With the morgues full, Gazans are packing freezers with their dead children. Meanwhile, the worst images to be found in Israel depict fear, not death and suffering. Why the contrast? If the Israeli intent is defensive, why are 97% of the deaths Gazan, not Israeli? If the targets are fighters, why are whole families being slaughtered and their houses leveled? Why are schools and hospitals and children playing on the beach targeted? Why target water and electricity if the goal is not to attack an entire population?
The mystery melts away if you look at the stated intentions of the Israeli government as not depicted by the U.S. media but readily available in Israeli media and online.
On August 1st, the Deputy Speaker of Israel's Parliament posted on his FaceBook page a plan for the complete destruction of the people of Gaza using concentration camps. He had laid out a somewhat similar plan in a July 15th column.
Another member of the Israeli Parliament, Ayelet Shaked, called for genocide in Gaza at the start of the current war, writing: "Behind every terrorist stand dozens of men and women, without whom he could not engage in terrorism. They are all enemy combatants, and their blood shall be on all their heads.
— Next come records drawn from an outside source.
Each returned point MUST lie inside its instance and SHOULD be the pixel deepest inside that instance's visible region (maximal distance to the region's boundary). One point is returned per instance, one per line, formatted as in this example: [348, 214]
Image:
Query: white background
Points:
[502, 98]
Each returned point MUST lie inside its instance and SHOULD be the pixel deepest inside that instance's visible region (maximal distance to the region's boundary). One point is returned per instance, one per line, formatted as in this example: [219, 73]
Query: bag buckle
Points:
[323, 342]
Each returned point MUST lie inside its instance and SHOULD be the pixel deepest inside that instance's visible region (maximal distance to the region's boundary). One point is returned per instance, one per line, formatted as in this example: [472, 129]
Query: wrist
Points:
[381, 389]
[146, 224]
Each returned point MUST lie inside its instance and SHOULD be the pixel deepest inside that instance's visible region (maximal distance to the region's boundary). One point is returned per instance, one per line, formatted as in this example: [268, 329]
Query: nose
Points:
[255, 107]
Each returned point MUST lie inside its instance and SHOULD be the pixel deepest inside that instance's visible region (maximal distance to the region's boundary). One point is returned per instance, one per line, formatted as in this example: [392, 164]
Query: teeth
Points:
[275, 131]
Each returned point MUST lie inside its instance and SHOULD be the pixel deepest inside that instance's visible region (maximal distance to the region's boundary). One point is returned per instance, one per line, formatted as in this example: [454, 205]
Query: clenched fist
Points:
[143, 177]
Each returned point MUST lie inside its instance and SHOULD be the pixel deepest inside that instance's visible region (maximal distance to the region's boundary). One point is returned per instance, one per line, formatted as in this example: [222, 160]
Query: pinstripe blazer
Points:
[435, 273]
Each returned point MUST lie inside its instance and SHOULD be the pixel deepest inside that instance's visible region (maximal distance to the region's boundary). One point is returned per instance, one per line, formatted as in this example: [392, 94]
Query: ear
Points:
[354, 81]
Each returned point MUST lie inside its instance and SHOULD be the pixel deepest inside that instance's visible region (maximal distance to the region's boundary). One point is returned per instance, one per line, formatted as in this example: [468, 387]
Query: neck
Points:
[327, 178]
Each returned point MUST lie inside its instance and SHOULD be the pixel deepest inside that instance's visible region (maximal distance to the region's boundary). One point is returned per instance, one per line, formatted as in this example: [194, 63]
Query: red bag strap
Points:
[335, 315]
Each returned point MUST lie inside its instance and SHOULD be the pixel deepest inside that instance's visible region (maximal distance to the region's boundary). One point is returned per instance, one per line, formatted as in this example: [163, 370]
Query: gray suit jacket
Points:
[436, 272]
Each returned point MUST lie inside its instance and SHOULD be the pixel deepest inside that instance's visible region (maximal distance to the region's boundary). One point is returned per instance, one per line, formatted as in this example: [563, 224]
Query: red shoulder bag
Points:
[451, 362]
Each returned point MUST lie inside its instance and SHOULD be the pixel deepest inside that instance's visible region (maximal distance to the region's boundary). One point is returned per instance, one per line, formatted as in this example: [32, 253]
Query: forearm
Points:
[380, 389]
Now this also includes the mothers of the martyrs, who send them to hell with flowers and kisses. They should follow their sons, nothing would be more just. They should go, as should the physical homes in which they raised the snakes. Otherwise, more little snakes will be raised there."
Taking a slightly different approach, Middle East scholar Dr. Mordechai Kedar of Bar-Ilan University has been widely quoted in Israeli media saying, "The only thing that can deter [Gazans] is the knowledge that their sister or their mother will be raped."
The Times of Israel published a column on August 1st, and later unpublished it, with the headline "When Genocide Is Permissible." The answer turned out to be: now.
On August 5th, Giora Eiland, former head of Israel's National Security Council, published a column with the headline "In Gaza, There Is No Such Thing as 'Innocent Civilians'." Eiland wrote: "We should have declared war against the state of Gaza (rather than against the Hamas organization). . . . [T]he right thing to do is to shut down the crossings, prevent the entry of any goods, including food, and definitely prevent the supply of gas and electricity."
It's all part of putting Gaza "on a diet," in the grotesque wording of an advisor to a former Israeli Prime Minister.
If it were common among members of the Iranian or Russian government to speak in favor of genocide, you'd better believe the U.S. media would notice. Why does this phenomenon go unremarked in the case of Israel? Noticing it is bound to get you called an anti-Semite, but that's hardly a concern worthy of notice while children are being killed by the hundreds.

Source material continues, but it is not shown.